Coleman Microtunnelling has microtunnelled two water cooling lines for a power plant in Ghana, West Africa.
The Kpone Independent Power Plant (KIPP), located on the coast 25 km from the capital of Ghana, is an oil-gas power plant that supplies approximately one million households with electricity.
In order to facilitate cooling, two water cooling lines needed to be installed to transport sea water from the Atlantic Ocean to the plant.
This type of project required machinery equipped to cope with tunnelling into seawater, so Bothar Boring Australia subsidiary Coleman Microtunnelling ordered a specially designed Herrenknecht AVND2000AB microtunnelling machine with a salvage module.
To construct sea water intake and outfall tunnels, the machine travels from the coastline to the open sea where it’s recovered from underwater.
The addition of the salvage module prevents the machine and the tunnel from flooding.

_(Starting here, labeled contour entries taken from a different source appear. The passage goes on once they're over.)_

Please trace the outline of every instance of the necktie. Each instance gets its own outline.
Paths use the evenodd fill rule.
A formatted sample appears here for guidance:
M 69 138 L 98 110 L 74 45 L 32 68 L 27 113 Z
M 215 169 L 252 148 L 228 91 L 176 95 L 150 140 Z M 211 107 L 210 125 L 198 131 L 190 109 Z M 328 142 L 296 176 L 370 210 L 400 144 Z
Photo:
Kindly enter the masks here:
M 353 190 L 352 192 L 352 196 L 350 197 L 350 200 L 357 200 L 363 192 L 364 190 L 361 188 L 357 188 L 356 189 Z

Crews launched the MTBM from two shafts on the coast to complete four pipe jacking drives.
The first two drives – one at 545 m and the other 520 m – created tunnels from the shaft, running under the mainland, to the power plant.
Connecting to the first drives, the second drive excavated the challenging 1,085 m tunnel from the coast, under the sea floor, to the seabed target for water intake.
After crews retrieved the MTBM at a depth of 17 m, it was used to create a parallel 380 m water outfall tunnel transporting the cooling water back to the Atlantic.
Coleman Microtunnelling Project Manager Brent Jones was impressed with the Herrenknecht support in Schwanau and the Herrenknecht service team responsible for the region.
“We could not have done it without this extraordinary support. All through Christmas, the supply of spare and wear parts went smoothly,” he said.
Herrenknecht Business Unit Utility Tunnelling Area Sales Executive Middle East Swen Weiner said that this performance is a good indicator for the future.
“The good project performance for the long sea-outfall drive in Kpone will be a benchmark for the future in the region,” said Mr Weiner.